Poker party 'desecrates' Tribune Tower shrine

June 3, 2010


Tribune Co. CEO Randy Michaels (far right) at the start of "Poker Night"

Photos published on Facebook show top executives of Tribune Co. -- led by CEO Randy Michaels -- at a gambling, drinking and smoking party in the palatial Tribune Tower office once occupied by the company's patriarch, Col. Robert R. McCormick.

"We are in the office of the guy who ran the company from the 1920s to 1955 -- it's normally a shrine," wrote John D. Phillips, the Tribune Tower building manager who posted the photos. "We pretty much desecrated it with gambling, booze and cigars. Good thing we know the guy who runs the building!"

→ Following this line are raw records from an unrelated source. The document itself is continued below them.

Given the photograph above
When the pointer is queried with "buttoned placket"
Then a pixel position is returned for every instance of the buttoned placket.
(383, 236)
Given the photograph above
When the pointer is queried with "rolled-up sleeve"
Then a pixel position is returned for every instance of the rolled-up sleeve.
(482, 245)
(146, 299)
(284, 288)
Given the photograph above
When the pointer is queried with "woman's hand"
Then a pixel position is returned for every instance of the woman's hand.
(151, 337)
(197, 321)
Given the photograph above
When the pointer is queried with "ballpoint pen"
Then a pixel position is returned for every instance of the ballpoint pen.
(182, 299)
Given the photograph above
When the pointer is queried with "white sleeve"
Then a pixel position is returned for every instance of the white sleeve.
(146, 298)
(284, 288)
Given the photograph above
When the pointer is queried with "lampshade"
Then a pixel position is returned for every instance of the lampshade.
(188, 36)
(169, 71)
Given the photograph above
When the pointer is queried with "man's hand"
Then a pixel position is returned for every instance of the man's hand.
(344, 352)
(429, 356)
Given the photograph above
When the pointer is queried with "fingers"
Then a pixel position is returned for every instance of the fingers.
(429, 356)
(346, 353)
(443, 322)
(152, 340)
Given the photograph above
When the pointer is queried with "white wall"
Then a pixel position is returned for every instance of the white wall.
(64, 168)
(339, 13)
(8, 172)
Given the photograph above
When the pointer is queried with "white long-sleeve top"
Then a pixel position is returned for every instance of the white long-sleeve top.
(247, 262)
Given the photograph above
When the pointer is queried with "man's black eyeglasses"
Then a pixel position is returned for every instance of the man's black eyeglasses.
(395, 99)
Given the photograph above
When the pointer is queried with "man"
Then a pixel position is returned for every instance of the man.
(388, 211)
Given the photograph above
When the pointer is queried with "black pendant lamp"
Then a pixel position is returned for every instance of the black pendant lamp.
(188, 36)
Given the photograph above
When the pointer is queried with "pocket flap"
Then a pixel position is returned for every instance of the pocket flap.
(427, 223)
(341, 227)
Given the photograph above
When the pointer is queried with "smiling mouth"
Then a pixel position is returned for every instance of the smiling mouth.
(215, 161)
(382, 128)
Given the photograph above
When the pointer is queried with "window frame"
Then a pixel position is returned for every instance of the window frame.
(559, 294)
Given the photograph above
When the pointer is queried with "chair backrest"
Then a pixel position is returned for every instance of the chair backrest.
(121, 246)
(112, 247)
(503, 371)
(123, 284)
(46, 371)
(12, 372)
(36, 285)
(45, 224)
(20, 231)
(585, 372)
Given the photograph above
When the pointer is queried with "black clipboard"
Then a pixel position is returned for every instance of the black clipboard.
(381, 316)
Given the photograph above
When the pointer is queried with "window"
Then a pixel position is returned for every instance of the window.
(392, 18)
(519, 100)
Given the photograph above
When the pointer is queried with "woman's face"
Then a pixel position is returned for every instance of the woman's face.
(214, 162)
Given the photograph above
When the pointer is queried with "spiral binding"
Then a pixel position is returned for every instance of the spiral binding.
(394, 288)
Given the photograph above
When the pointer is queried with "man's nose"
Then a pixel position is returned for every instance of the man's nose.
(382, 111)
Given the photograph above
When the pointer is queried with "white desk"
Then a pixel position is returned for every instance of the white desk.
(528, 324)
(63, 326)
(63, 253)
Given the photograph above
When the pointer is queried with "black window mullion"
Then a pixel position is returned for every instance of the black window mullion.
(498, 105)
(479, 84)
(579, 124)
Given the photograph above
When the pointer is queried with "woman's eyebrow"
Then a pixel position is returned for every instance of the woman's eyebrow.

Randy Michaels and Kevin Metheny

Among those identified in the photos with Michaels were Lee Abrams, senior vice president and chief innovation officer of Tribune Co., Marc Chase, president of Tribune Interactive, and Kevin "Pig Virus" Metheny, program director of Tribune news/talk WGN-AM (720). One of the photos shows Chase and Metheny holding large wads of cash.


Kevin Metheny and Marc Chase

"We broke every rule in the building," Phillips bragged, also noting: "I particularly liked covering the smoke detectors with Saran Wrap." According to his account, Texas Hold 'Em was played and Scotch was served. Phillips wrote that his wife, Betsy, also a Tribune Co. employee seen in the photos, "won the whole night!" It's not specified when the event occurred, but the photos on Phillips' Facebook page are dated June 17, 2009.

Phillips is a former Cincinnati radio traffic reporter who was among about two dozen former Jacor and Clear Channel associates Michaels hired at Tribune Co. since Sam Zell took the company private in a leveraged buyout in 2007. While continuing to operate under bankruptcy protection, Tribune Co. disclosed plans last week for a third round of executive bonuses, bringing the total to more than $72 million.

Colonel McCormick's 24th‚ floor Tribune Tower sanctum is clearly identifiable in the photos, including the ornate fireplace, oak paneling and hardwood floor from which the legendary media mogul lorded over his Chicago-based empire for three decades.